Border agency chiefs are proposing to open a hostel for asylum seekers at a former university halls of residence in Leeds, the YEP can reveal.
The UK Border Agency is lining up a proposal to turn parts of Tetley Hall, in Far Headingley, into a hostel providing accommodation for asylum seekers.
Leeds City Council said it was “aware” of the Border Agency’s plans for the site on Moor Road, which closed as University of Leeds halls of residence in 2005.
Since then, two buildings on the site have been used as a homeless shelter – and it is thought these are the buildings that the Border Agency are targeting and may want to convert.
Tetley Hall’s owner Pickard Properties has submitted a plan for family housing for the rest of the site, which will go before a council plans panel next week.

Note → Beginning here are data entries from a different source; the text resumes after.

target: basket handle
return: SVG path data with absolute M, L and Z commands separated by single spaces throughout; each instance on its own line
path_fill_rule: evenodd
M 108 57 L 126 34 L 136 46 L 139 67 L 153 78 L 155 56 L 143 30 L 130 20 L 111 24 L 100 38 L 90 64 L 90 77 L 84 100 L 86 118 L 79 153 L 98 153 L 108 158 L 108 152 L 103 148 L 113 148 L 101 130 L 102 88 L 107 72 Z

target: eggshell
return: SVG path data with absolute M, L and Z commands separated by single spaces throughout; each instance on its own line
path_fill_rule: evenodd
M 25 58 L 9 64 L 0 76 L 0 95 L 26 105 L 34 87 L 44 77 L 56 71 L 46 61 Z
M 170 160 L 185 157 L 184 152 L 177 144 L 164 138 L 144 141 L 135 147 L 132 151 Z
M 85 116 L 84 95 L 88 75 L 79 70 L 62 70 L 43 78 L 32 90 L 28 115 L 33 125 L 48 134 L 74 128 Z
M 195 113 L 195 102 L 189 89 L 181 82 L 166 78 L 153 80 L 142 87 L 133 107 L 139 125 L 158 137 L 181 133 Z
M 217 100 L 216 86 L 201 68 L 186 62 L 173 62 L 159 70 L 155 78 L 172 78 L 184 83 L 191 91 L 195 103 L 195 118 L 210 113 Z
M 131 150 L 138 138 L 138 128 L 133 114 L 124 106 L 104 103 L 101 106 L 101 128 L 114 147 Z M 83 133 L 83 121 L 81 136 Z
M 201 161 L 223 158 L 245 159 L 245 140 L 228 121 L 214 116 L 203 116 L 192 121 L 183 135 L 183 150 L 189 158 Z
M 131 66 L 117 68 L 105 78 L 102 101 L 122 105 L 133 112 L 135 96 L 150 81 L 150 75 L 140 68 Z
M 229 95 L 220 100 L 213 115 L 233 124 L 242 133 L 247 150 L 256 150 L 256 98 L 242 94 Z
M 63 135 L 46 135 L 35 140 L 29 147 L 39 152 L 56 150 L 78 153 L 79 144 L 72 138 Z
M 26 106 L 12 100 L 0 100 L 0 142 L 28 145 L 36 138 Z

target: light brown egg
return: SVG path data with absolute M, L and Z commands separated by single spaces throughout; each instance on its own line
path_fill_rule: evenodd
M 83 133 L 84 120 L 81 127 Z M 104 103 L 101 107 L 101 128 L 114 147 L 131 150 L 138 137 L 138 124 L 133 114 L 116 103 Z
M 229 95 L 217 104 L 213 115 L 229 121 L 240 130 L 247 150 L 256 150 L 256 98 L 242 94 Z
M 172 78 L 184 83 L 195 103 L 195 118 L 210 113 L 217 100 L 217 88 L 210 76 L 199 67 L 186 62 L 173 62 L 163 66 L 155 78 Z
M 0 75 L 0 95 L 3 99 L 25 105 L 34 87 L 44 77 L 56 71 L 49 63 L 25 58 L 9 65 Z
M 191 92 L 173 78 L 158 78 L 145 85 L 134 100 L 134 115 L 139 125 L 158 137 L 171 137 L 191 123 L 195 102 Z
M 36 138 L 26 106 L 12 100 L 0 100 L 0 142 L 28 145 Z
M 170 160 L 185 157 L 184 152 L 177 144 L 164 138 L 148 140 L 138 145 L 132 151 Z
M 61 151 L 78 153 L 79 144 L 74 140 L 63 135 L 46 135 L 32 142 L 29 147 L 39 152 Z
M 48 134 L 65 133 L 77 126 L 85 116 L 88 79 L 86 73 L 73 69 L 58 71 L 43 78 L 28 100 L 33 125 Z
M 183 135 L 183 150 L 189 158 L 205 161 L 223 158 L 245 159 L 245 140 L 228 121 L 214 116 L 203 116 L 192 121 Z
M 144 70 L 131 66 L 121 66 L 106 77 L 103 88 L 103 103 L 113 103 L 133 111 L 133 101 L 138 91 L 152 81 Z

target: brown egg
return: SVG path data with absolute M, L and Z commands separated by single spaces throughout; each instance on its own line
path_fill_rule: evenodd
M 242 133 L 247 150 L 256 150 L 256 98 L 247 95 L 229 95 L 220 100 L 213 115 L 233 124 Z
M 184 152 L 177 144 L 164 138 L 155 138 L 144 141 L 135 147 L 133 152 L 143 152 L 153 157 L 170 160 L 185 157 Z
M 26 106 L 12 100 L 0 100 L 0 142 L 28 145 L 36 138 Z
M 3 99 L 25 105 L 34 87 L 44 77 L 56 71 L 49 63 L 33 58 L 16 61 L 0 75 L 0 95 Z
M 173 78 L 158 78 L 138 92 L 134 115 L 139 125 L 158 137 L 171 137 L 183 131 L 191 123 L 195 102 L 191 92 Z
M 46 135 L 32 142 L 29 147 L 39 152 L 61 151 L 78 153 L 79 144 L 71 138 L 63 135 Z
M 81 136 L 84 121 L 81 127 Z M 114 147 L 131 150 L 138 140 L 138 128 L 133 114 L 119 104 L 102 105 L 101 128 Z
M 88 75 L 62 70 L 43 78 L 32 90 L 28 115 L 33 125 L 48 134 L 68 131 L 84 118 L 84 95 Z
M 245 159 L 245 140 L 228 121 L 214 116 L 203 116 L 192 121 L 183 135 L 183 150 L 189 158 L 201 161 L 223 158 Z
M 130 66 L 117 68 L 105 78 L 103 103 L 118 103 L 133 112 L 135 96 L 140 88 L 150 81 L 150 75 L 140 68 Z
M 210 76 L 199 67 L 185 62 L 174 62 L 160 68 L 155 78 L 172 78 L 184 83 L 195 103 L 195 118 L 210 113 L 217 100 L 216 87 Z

A source told the YEP that the hostel would provide 250 asylum seekers with ‘initial accommodation’ – a temporary home for people applying for asylum.
However, Coun Ben Chastney (Lib Dem, Weetwood) told the YEP that the two buildings thought to be part of the scheme, Moor Grange and Moorfield Lodge, would only house 50 to 60 people.
He said: “Previous schemes for Tetley Hall have been rejected because of their size, so it would be naive to think that a proposal to house 250 asylum seekers in those buildings would be successful.
“It may be that there is something else in mind or that if the scheme coming up next week is rejected, this takes its place..”
Pickard Properties bought the six-acre Tetley Hall site – which consists of six Victorian houses and purpose-built blocks – from the University of Leeds in 2007. The campus had been home to 220 students.
In February 2010, Pickard submitted plans for student flats or a housing scheme on the land, which were rejected by Leeds City Council because they were deemed “over-intensive”.
Last April, Pickard returned to the council with a revised plan ahead of the new application to go before the council next week.
A UK Border Agency spokesman told the YEP: “It would be inappropriate to comment further at this stage as proposals are still under discussion.”
A council spokeswoman told the YEP that the authority was “aware” of the plans but had not been “formally consulted”.